Secara historis, urusan tanah di Indonesia diatur dalam Undang-Undang Pokok Agraria (UUPA) 1960. Undang-undang ini mengusung semangat nasionalis, mengutamakan manusia daripada korporasi, dan mencegah kesenjangan dalam kepemilikan tanah. Namun, sebelum landreform berbasis UUPA sempat dijalankan, rezim berubah dan UUPA itu pun terpinggirkan.

Rupanya pergantian mendadak rezim penguasa setelah peristiwa 30 September 1965 menjadi cikal bakal merebaknya konflik pertanahan. Setelah UUPA kandas, tertib tanah berangsur-angsur berkurang. Konsep tanah untuk kesejahteraan seluruh rakyat di zaman Orde Lama, menurut Elza, digantikan dengan konsep tanah untuk pembangunan di zaman Orde Baru.

Hukum privat dan hukum publik mengenai pertanahan menjadi tumpang tindih.

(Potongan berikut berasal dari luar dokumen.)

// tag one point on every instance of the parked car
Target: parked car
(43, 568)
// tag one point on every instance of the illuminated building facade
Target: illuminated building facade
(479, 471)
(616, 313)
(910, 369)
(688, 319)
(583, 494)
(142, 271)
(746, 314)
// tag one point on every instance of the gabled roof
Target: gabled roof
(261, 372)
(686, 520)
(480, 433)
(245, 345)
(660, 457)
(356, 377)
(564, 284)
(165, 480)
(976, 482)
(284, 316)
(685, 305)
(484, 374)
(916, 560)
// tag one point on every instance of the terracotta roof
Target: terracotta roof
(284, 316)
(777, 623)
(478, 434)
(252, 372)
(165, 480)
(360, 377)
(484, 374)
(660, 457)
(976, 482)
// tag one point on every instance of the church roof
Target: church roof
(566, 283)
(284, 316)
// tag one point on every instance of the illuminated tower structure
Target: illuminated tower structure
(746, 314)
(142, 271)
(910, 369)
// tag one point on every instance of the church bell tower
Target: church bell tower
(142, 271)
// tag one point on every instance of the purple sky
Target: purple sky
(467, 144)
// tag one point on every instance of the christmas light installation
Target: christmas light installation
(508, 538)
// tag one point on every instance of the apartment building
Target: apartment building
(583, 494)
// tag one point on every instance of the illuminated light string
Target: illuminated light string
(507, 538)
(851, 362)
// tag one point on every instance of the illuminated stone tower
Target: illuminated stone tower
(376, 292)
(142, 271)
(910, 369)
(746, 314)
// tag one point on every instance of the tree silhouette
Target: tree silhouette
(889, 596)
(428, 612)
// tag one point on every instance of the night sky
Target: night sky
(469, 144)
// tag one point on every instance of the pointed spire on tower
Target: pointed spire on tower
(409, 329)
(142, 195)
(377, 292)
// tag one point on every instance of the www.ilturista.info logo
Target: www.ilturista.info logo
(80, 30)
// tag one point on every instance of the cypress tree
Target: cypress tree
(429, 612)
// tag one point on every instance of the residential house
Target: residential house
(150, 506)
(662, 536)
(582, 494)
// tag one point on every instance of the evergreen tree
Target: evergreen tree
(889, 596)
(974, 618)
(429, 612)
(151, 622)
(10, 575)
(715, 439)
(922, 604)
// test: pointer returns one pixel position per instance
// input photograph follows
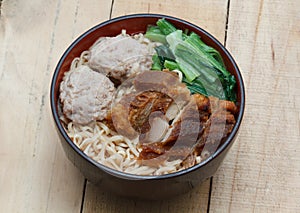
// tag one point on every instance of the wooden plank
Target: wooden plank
(262, 171)
(35, 175)
(98, 201)
(211, 15)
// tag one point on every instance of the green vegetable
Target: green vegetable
(164, 53)
(154, 34)
(165, 27)
(156, 65)
(171, 65)
(203, 67)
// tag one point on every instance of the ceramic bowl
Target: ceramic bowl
(146, 187)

Hal itu diperparah dengan berbagai pelanggaran, seperti pemalsuan dan penyerobotan tanah, sehingga menyuburkan sengketa tanah di Indonesia. Timbul berbagai masalah, mulai dari tak bisa dimanfaatkannya tanah untuk kemakmuran sampai bentrokan yang makan korban jiwa.

Sejak pengadilan agraria dihapuskan pada 1970, penyelesaian konflik agraria secara struktural disatukan melalui mekanisme peradilan umum. Namun, kenyataannya, pengadilan yang ada tidak dapat memberikan rasa keadilan bagi masyarakat, khususnya bila kasus tersebut berhubungan dengan kebijakan pemerintah.

Peradilan umum ternyata sudah overload dan tidak mampu secara cepat dan adil menyelesaikan konflik-konflik agraria yang hampir terjadi di semua lini dan daerah. Belum lagi persoalan tidak begitu banyaknya penegak hukum seperti jaksa dan hakim yang mumpuni dalam menguasai masalah tanah dan hukum agraria.

Sebagai pengacara yang kerap menangani kasus sengketa tanah, Elza merasakan betul, selama ini penanganan perkara pertanahan di negeri ini bagaikan rimba raya. Terlalu banyak yang terlibat, termasuk petugas hukum yang nakal dan petualang berjuluk calo. Prinsip penyelesaian sengketa secara sederhana, cepat, dan murah hanya dalam teori. Prakteknya jauh panggang dari api.

Untuk itu, menurut Elza, peradilan agraria sangat perlu dibentuk kembali untuk menuntaskan sekitar 1.700 kasus sengketa lahan yang ada. Untuk mendapat model peradilan agraria, ia memaparkan mekanisme pengadilan khusus yang ada di Australia dan Afrika Selatan. Contoh itu tentu tidak serta-merta diambil seluruhnya, tetapi harus disesuaikan dengan kondisi sosial di Indonesia.

Disertasi yang diterbitkan menjadi buku ini bisa dibilang kajian paling lengkap untuk ilmu hukum pertanahan. Juga untuk sejarah hukum agraria Indonesia dan konteksnya sekarang ini.